While not addressing the allegations specifically, Sanders' attorney Cohen depicted him as "a good cop who did nothing more than conduct justified investigations ordered by his superiors into serious allegations of wrongdoing against fellow police officers."

"If there is one thing the media and public hopefully have learned over the past few years, it is that it can be a serious and embarrassing mistake to assume that because someone has been indicted, that person is in fact guilty of a crime," Cohen said.

The other two charges against Sanders and both of those against Fox unfolded in late June 2005. The indictments allege that's when the two conspired to deceive other officers from Greensboro and Winston-Salem about the professional integrity of two black Greensboro police officers.

Fox, then-sergeant over the intelligence unit, and Sanders told the two officers not to share sensitive information with the two black officers in that same intelligence unit.

The intent was to frustrate an investigation that black officers Norman Rankin and Ernest Cuthbertson were pursuing by keeping them away from an important confidential informant, the grand jurors alleged.

"The clear implication of what was being said by Sanders and the defendant (Fox) was to portray officers Rankin and Culbertson (sic) in a bad light and imply they were ‘dirty cops' and ‘couldn't be trusted,' " they said.

The indictments did not make clear what sort of criminal investigation Rankin and Cuthbertson were pursuing.
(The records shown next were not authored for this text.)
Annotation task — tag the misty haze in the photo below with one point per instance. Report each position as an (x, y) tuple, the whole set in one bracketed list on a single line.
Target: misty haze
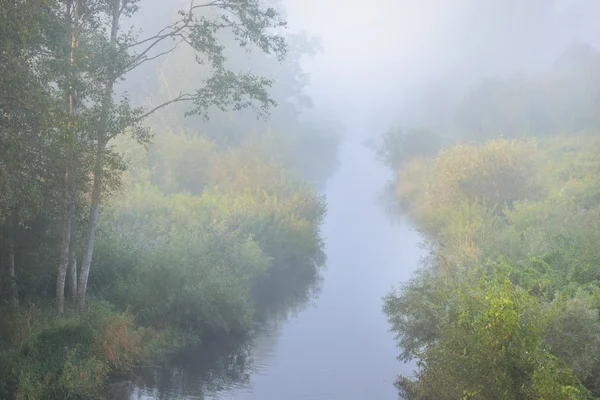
[(299, 199)]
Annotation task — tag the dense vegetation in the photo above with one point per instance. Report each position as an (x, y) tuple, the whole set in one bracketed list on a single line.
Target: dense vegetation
[(145, 230), (506, 304)]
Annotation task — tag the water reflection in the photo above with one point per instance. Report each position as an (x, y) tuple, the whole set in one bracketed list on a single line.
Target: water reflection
[(226, 365)]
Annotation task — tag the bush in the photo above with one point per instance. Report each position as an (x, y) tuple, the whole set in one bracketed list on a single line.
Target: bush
[(69, 356), (507, 305)]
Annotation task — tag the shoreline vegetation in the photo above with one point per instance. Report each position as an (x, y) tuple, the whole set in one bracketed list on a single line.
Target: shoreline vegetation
[(506, 305), (128, 232)]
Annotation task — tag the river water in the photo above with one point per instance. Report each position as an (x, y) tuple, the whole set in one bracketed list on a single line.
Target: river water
[(333, 343)]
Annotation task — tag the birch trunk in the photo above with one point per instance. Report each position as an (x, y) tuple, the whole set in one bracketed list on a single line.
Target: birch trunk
[(72, 267), (12, 278), (69, 204), (98, 168)]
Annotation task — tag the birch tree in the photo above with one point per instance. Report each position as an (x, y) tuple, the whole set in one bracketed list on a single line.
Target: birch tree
[(252, 24)]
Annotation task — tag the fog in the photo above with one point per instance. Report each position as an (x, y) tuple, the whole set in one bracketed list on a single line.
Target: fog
[(254, 226)]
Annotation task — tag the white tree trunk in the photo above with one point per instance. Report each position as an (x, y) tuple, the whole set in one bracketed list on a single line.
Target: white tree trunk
[(102, 139), (12, 278), (72, 267)]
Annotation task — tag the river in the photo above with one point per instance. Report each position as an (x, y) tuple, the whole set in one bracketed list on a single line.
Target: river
[(334, 343)]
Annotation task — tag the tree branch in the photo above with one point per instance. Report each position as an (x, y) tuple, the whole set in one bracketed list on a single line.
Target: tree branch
[(142, 58), (180, 98)]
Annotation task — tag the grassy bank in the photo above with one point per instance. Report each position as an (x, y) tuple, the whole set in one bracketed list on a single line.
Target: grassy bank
[(506, 306), (184, 246)]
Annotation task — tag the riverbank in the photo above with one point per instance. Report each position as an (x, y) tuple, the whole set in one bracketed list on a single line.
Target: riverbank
[(174, 265), (507, 303)]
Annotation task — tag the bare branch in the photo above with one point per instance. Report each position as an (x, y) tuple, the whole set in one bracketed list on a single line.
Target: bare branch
[(180, 98), (142, 59)]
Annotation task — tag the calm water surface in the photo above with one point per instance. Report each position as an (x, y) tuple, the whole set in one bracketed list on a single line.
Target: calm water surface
[(333, 342)]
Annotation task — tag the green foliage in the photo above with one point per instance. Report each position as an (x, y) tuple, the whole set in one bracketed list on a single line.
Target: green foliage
[(68, 356), (507, 305), (398, 146), (563, 99), (191, 259)]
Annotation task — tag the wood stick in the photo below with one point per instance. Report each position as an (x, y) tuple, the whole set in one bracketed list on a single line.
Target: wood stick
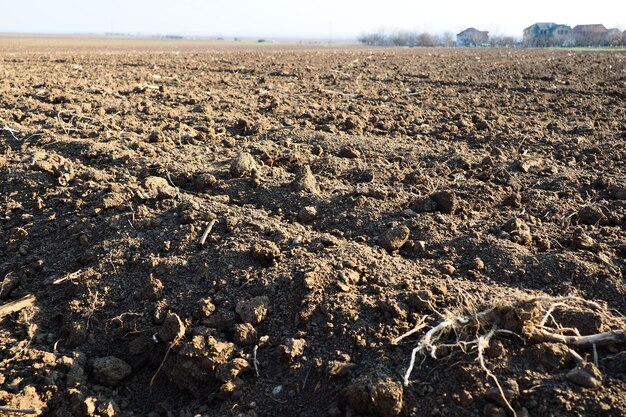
[(207, 231), (600, 339), (17, 305)]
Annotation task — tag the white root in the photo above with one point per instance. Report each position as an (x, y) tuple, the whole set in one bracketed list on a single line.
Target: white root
[(419, 326), (599, 339), (483, 342), (534, 328)]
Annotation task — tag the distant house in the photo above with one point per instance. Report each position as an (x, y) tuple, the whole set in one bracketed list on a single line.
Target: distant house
[(472, 37), (548, 34), (590, 35)]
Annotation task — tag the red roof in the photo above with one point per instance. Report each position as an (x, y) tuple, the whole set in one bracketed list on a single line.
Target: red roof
[(589, 29)]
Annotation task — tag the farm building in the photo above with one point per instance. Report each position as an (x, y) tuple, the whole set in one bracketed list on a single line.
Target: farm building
[(472, 37), (548, 34), (590, 35)]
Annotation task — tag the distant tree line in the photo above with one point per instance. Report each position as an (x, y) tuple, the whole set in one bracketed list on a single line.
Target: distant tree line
[(424, 39), (406, 38)]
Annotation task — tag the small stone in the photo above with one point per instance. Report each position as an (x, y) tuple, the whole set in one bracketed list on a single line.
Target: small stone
[(110, 370), (446, 201), (76, 334), (377, 396), (549, 355), (292, 349), (108, 408), (393, 239), (519, 231), (265, 252), (513, 200), (618, 192), (172, 328), (243, 165), (591, 215), (244, 334), (586, 375), (510, 389), (349, 276), (305, 181), (492, 410), (156, 137), (420, 300), (231, 370), (423, 205), (339, 369), (89, 406), (349, 152), (478, 264), (203, 182), (581, 240), (206, 307), (253, 310), (159, 188), (139, 345), (448, 269), (153, 290), (9, 283), (495, 349), (222, 319), (307, 214), (317, 150)]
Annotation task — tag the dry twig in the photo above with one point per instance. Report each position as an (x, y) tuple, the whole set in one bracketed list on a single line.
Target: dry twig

Grand jurors allege Sanders flatly told other officers his goal was to frustrate that inquiry.

"The defendant (Sanders) told Officer Slone, ‘That's what we want, we don't want this investigation to go forward. What we want is for them to fail,' " according to one of the indictments.

In his remarks, Holliday acknowledged the public's division over Wray's ouster and the sense among some predominantly white residents that investigators were "going after the wrong targets."

Some have questioned, for instance, why Greensboro police Officer James Hinson hasn't been disciplined for myriad actions, from conduct unbecoming to an officer to potential conflict of interest in his co-ownership of a home for troubled teenaged girls.

Hinson, who is black, was investigated and cleared of misconduct in 2006 by internal and criminal investigations.

Holliday said the investigation resulting in Monday's charges "has been like peeling back the layers of an onion."

"First, concerns about unequal treatment and mistreatment of officers and allegations of intimidation," Holliday said. "Then the hints of failure to follow proper protocols and procedures. And finally, the possibility of actual misconduct rising to the level of criminal activity."

Staff writers Margaret Banks and Sonja Emquist contributed to this report.